UUPA sebenarnya tidak lepas dari konteks landreform
yang menjadi agenda pokok pembentukan struktur agraria saat itu. Paket
peraturan perundang-undangan landreform ini telah dimulai dengan
Undang-Undang Nomor 2 Tahun 1960 tentang Perjanjian Bagi Hasil yang dikeluarkan
untuk mengawasi adat tentang praktek bagi hasil. Ini bertujuan menegakkan
keadilan dalam hubungan pemilik tanah yang tidak dapat mengerjakan tanahnya
sendiri, dengan penggarap. Perlindungan ini terutama ditujukan kepada penggarap
yang umumnya secara ekonomis lebih lemah sekaligus memacunya untuk menambah
produksi. Demikian juga Undang-Undang Nomor 56 Prp Tahun 1960 tentang
redistribusi tanah pertanian.
UUPA sebagai induk dari
program landreform di Indonesia maka beberapa pasal-pasal UUPA yang sangat
berkaitan dengan landreform yaitu pasal 7, 10 dan 17. Untuk mencegah hak-hak
perseorangan yang melampaui batas diatur secara tegas dalam pasal 7 yang
berbunyi “untuk tidak merugikan kepentingan umum maka pemilikan dan penguasaan
tanah yang melampaui batas tidak diperkenankan”. Ketentuan dalam pasal tersebut
berhubungan dengan pasal-pasal lainnya seperti dalam pasal 10 yang menentukan
bahwa setiap orang yang mempunyai suatu hak atas tanah pertanian pada asasnya
wajib mengerjakan sendiri secara aktif. Oleh Sudargo Gautama (1980:23)

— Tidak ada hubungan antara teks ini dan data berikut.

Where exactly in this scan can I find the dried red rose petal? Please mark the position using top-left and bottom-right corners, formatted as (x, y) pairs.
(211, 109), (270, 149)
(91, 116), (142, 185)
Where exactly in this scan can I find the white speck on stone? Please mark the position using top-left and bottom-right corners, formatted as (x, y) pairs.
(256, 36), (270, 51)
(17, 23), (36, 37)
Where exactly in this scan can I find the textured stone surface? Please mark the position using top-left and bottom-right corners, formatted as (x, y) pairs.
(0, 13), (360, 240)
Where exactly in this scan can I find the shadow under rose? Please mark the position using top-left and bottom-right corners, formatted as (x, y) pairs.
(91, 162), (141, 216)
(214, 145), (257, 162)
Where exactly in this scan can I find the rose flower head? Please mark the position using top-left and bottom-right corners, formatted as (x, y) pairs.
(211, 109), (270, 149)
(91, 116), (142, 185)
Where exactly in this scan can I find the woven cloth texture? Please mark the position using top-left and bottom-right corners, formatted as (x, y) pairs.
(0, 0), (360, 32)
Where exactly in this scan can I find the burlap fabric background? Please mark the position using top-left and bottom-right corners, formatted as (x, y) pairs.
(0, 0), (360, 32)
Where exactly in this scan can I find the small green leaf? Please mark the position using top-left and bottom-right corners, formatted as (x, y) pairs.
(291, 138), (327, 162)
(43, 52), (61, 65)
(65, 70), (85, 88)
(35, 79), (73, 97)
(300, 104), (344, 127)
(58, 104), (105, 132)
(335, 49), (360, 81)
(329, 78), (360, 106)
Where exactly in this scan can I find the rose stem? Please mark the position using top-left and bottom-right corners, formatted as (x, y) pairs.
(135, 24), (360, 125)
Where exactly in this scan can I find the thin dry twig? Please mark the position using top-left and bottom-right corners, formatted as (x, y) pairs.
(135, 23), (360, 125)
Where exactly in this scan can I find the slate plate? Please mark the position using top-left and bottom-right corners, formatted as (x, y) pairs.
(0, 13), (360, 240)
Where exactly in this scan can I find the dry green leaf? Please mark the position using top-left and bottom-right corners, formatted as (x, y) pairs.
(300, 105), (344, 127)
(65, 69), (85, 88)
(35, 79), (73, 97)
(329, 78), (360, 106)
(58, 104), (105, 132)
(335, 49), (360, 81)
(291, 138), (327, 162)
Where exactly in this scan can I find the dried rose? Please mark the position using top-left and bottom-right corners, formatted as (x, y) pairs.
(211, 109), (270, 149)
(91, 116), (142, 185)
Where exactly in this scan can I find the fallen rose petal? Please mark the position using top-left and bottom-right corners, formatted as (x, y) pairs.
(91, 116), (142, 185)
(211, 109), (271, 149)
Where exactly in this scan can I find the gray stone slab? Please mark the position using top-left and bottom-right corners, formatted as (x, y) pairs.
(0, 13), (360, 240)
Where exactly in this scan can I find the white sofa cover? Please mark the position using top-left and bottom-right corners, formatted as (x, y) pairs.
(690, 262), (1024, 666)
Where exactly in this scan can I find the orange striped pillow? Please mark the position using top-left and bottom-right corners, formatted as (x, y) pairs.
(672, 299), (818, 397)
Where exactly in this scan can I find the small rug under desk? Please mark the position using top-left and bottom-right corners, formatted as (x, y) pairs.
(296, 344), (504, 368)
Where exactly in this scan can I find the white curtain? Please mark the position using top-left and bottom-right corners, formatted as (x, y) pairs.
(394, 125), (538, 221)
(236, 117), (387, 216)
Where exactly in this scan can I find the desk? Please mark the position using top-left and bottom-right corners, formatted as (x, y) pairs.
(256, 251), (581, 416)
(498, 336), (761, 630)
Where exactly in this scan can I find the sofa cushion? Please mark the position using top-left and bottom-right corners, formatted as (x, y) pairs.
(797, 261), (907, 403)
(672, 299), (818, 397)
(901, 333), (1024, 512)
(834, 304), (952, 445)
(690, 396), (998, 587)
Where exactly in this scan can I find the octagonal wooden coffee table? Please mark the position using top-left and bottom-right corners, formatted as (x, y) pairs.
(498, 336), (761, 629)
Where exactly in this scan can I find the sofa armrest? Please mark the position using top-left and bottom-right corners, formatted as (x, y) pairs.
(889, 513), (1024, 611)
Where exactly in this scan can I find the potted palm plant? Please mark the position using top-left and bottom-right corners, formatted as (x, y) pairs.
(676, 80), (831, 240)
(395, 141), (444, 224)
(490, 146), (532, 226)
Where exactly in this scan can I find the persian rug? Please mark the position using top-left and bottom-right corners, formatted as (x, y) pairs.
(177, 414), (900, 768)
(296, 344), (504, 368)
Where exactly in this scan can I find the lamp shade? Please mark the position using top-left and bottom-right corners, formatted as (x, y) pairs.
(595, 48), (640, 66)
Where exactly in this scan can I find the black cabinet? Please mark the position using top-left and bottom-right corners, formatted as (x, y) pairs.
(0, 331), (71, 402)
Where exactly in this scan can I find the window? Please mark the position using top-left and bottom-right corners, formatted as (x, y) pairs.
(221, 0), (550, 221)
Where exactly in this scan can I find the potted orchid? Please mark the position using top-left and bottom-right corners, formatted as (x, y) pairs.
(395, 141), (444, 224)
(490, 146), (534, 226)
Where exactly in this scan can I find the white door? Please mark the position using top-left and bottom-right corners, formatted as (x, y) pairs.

dikatakan bahwa ketentuan pasal 10 ini hendak menghalangi terwujudnya tuan-tuan
tanah yang tinggal di kota-kota besar, menunggu saja hasil tanah-tanah yang
diolah dan digarap oleh orang yang berada di bawah perintah/kuasanya.
Untuk
menjamin agar tanah dimanfaatkan bagi sebesar- besar kemakmuran rakyat secara
berkeadilan dalam wadah Negara Kesatuan Republik Indonesia diperlukan pembagian
wewenang yang tegas terinci, efektif dan efisien. Dengan mempertimbangkan
aspek- aspek normatif ketatanegaraan, hukum, teknis (penatagunaan tanah, penguasaan
dan pemilikan tanah, sengketa pertanahan, pendaftaran tanah, hukum ekonomi,
prasarana dan sarana manajemen pertanahan, wewenang tersebut dibagikan di
antara dan diberikan kepada BPN Pusat, Kantor Wilayah BPN Propinsi, Kantor
Pertanahan Kabupaten/Kota, dan Pemerintah Kabupaten/Kota.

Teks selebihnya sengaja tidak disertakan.